There is a second, alternative path to take: to take small steps forward, to make slow, gradual changes in one’s behavior. In your case, this would mean that you can try wearing a teichel only sometimes, and slowly you can increase it.
There is also a third path to take, which is based on what Yaakov Avinu said [to Rochel]: “I am his brother in trickery,” which means that [a person is allowed to deceive others when necessary. For example, in your case,] a woman can wear a teichel and she doesn’t have to say her true reason in wearing it. She can just say, “Oh, I forgot [to put on my sheitel, so I’m wearing a teichel]”, or “I didn’t want my sheitel to get ruined, so I’m wearing my teichel instead”, or, “My sheitel doesn’t hold good on my head, so I’m wearing a teichel.” This approach is not the most elevated approach to take, but it is the level for most people.

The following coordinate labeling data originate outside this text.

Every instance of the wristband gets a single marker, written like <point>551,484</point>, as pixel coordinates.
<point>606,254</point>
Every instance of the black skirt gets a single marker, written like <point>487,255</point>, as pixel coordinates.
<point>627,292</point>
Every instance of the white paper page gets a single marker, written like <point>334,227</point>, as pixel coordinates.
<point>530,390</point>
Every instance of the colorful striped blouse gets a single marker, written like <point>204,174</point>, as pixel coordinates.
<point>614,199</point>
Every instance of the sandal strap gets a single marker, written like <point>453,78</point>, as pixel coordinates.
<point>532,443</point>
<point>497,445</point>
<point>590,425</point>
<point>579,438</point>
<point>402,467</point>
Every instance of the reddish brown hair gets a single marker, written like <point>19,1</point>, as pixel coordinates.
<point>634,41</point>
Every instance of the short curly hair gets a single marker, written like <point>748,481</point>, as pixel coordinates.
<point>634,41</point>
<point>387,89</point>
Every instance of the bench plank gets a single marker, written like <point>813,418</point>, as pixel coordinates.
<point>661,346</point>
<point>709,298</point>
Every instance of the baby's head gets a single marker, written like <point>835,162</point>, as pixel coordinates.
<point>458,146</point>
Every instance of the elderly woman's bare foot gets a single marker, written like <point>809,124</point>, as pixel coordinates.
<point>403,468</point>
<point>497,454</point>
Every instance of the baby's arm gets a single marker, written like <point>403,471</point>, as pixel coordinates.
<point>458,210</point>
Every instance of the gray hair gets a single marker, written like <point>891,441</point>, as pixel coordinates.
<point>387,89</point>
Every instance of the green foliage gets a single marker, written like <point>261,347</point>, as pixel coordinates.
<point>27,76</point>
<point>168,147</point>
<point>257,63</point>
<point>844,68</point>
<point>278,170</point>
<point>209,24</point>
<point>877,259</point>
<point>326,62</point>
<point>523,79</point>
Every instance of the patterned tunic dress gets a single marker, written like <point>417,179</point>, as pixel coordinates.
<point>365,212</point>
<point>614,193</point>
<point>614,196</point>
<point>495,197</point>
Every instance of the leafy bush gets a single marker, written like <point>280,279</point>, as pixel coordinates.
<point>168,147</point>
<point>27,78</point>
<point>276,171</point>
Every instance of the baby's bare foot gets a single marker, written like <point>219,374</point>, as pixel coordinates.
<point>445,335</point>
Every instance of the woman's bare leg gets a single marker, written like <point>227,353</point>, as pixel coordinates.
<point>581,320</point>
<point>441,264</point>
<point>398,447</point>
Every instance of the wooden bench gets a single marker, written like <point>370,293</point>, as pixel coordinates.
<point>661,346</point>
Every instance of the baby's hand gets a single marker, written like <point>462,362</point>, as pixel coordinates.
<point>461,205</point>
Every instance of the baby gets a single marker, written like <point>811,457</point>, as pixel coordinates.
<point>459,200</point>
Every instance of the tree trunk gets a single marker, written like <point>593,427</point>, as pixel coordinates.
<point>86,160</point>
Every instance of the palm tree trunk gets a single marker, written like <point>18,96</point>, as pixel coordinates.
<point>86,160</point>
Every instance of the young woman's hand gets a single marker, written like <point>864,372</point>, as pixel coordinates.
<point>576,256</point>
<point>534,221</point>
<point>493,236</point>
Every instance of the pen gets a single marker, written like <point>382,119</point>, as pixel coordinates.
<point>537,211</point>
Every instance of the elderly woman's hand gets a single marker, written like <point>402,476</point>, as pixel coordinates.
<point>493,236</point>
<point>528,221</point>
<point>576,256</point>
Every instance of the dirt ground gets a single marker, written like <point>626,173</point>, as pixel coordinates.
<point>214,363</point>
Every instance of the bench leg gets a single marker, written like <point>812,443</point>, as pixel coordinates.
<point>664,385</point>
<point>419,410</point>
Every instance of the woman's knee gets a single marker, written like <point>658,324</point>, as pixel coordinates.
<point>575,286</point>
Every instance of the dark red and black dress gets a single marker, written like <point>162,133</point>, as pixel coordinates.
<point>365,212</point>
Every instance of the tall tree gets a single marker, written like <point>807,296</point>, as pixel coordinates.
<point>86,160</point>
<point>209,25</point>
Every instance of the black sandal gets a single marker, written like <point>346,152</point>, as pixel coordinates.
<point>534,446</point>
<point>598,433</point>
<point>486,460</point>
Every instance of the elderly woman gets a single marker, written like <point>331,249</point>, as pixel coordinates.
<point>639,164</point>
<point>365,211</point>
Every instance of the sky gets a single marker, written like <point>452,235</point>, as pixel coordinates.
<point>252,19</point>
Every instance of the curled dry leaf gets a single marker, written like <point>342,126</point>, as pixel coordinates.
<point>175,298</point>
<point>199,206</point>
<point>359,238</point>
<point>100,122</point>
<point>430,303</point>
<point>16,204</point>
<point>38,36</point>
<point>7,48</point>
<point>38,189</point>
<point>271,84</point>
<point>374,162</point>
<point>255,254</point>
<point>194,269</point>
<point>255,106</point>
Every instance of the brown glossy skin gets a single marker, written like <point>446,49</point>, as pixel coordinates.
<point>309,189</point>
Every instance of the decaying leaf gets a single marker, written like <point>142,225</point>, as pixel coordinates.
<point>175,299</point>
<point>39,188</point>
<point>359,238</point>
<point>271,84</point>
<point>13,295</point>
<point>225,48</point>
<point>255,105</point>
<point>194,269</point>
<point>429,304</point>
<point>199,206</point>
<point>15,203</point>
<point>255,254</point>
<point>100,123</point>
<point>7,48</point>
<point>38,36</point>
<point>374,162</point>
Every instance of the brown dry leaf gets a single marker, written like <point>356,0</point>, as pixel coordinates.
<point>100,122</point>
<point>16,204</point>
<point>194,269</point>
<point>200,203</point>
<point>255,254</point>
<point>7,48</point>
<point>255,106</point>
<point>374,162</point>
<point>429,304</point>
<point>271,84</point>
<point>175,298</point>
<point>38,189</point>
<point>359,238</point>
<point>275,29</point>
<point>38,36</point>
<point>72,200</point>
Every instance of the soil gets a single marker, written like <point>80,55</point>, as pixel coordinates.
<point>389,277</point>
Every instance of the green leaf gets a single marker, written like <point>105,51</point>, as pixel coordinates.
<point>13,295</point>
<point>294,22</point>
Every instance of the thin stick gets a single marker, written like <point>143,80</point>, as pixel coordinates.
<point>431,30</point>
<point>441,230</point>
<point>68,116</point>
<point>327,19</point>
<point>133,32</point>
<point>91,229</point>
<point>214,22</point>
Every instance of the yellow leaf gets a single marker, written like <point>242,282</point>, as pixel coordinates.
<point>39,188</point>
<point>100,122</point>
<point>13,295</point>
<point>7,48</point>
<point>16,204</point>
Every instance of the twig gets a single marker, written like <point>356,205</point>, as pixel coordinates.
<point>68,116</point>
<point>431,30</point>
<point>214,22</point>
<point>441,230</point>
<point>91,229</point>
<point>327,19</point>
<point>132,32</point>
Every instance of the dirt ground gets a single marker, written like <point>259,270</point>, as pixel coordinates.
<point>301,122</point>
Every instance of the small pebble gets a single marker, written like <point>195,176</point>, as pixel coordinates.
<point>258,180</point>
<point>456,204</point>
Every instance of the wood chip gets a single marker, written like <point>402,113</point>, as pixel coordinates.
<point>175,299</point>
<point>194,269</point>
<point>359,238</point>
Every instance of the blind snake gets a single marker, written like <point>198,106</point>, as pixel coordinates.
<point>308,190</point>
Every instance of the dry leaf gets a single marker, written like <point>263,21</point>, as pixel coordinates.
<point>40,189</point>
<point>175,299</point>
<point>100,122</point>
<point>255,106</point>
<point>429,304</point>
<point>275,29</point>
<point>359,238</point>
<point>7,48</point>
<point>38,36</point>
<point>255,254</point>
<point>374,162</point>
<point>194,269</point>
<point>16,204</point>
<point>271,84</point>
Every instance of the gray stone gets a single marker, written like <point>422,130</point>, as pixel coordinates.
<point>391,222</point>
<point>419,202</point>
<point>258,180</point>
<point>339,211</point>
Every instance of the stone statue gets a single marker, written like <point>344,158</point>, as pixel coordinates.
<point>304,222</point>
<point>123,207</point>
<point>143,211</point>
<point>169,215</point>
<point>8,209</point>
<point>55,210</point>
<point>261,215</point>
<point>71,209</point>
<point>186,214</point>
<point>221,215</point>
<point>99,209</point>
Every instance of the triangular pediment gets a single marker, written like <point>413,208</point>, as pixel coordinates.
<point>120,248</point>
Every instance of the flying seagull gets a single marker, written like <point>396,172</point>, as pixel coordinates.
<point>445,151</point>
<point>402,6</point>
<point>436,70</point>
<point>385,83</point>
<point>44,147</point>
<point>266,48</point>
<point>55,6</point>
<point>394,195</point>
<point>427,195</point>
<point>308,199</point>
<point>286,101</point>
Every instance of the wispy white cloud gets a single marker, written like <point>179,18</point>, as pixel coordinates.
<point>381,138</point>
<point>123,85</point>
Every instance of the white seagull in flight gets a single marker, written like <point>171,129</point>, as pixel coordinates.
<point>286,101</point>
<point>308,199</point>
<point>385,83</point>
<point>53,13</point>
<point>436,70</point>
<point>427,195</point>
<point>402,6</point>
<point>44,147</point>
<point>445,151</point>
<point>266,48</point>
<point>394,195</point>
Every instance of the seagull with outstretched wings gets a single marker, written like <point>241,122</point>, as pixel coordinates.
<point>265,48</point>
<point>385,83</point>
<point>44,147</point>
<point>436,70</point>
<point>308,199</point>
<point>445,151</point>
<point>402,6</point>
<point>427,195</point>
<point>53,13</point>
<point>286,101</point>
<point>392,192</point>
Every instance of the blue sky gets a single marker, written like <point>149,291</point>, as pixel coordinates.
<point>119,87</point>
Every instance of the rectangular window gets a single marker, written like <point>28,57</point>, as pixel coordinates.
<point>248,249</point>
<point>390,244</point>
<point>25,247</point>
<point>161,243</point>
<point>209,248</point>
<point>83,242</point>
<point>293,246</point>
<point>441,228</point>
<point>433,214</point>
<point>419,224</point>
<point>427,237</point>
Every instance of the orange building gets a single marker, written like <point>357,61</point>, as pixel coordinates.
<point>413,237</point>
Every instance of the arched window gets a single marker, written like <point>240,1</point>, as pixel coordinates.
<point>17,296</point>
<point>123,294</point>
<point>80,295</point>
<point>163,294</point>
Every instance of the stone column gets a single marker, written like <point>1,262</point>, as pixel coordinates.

There is no problem of “separating from the community” if people in the community are dressing immodestly, in a way that goes against halachah, and you don’t conform. However, since you are in this community, you should understand the ramifications of what you want to do, how it will affect others. For example, how will your behavior affect your husband’s standing in the community? How will the schools treat your children? This is especially a concern if anyone in the community feels that you are going against them. This is a matter which needs a lot of wisdom about life, to decide properly on how you should act, in a way that allows for both truth and peace. You also need to discern if this will harm your marital peace. You should make your decision from a calm, settled mind, and from clarifying your soul capabilities – your decision should not come from emotional reaction. In addition, you also need wisdom and subtlety to know if your actions will affect your community and those who are in charge of it. It is a subtle and a sensitive matter, and you will need a lot of inner understanding in order to come to a proper decision about this, so that no harm chas v’shalom should result from it.